ESTA SEMANA se dio a conocer el Informe sobre Desarrollo Humano en Chile que periódicamente prepara el PNUD. El tema escogido para esta ocasión fue el “Bienestar subjetivo: el desafío de repensar el desarrollo”. Como resulta obvio, se trata de una cuestión particularmente oportuna para el actual momento por el que estamos atravesando. Sin ir más lejos, es ya recurrente interrogarse, especialmente por los observadores extranjeros, por qué un país con crecimiento económico sostenido y con bajas tasas de desocupación manifiesta en forma persistente este malestar, el que se ha escenificado en un conjunto de movilizaciones que ya parecieran ser parte del paisaje criollo.

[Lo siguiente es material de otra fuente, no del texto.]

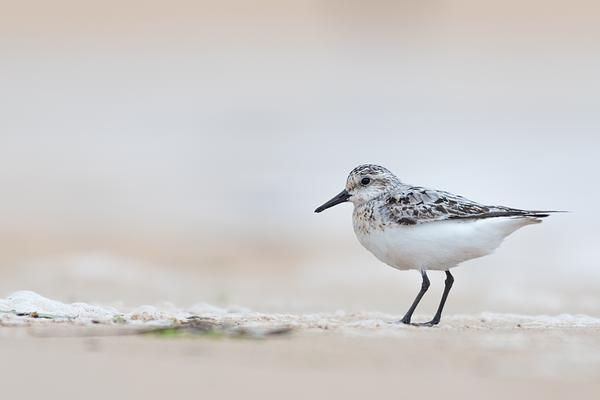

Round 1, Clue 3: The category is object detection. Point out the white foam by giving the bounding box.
[0,291,118,321]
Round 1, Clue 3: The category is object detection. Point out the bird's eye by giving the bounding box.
[360,177,371,185]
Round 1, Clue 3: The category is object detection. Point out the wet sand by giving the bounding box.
[1,290,600,400]
[2,321,600,400]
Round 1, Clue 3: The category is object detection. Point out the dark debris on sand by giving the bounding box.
[144,316,294,339]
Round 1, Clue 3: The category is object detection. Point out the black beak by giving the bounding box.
[315,190,351,213]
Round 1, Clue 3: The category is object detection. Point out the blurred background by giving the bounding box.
[0,0,598,316]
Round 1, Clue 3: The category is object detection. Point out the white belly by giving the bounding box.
[354,217,540,271]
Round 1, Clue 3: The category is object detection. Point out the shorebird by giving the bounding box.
[315,164,558,326]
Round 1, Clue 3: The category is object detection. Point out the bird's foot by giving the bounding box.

Una de las cuestiones que sugiere este informe es la necesidad de abandonar, o al menos complementar, los índices con los que tradicionalmente hemos medido nuestro desarrollo. De hecho, y tal como lo recomendaron para Francia los premios Nobel de Economía Joseph Stiglitz y Amartya Sen, resulta insuficiente seguir atrincherado en los grandes números, que bajo el expediente de la tiranía de los promedios ha relegado a un segundo plano un conjunto de variables que componen el bienestar subjetivo.

Así, por ejemplo, no sería muy difícil demostrar cómo la expansión de toda una industria de seguridad privada -cercos eléctricos, alarmas y guardias mediante- ha impactado positivamente en el producto interno bruto de un país, generando riqueza y mayor empleo. Sin embargo, ¿podríamos necesariamente afirmar que se trata de un índice que da cuenta de nuestro mayor desarrollo? Dicho de forma más simple todavía, lo que vuelve a instalar este informe es la vieja distinción entre nivel y calidad de vida; ambos indicadores no necesariamente conectados a la luz de la influencia e impacto que tienen estas variables subjetivas.

Pero una de las cuestiones que más poderosamente llama la atención es la distancia que muestran los encuestados entre la satisfacción personal por lo que consideran un mejor pasar y, en forma simultánea, un persistente y cada vez mayor malestar con la sociedad. Y aunque las razones que explican dicha brecha son varias, hay una que sobresale respecto de las demás y que se refiere a la profunda desconfianza de la que somos presa los ciudadanos, tanto en lo que se refiere a las instituciones como también a las otras personas. Sin ir más lejos, el 59% de los encuestados siente que no se respetan su dignidad y derechos.

Es evidente cómo nuestro modelo de desarrollo contribuyó al mayor bienestar material de muchos compatriotas: se redujo la pobreza, se expandió el acceso al crédito, a la educación universitaria o a los servicios de salud, por nombrar los más significativos. Sin embargo, en el camino también destruimos aquellos valores y dinámicas que hacían referencia a lo comunitario, dilapidando nuestro capital social, las redes de protección y solidaridad, o el cuidado de aquellos bienes que sólo podemos proteger colectivamente.

En este país, en el que nadie le cree a nadie, no sólo hemos cortado árboles, sino también vínculos. De esa forma, la consigna parece ser “estamos mejor, pero estamos solos” o, para decir lo mismo de otra manera, “estoy bien, pero no confío en nadie”.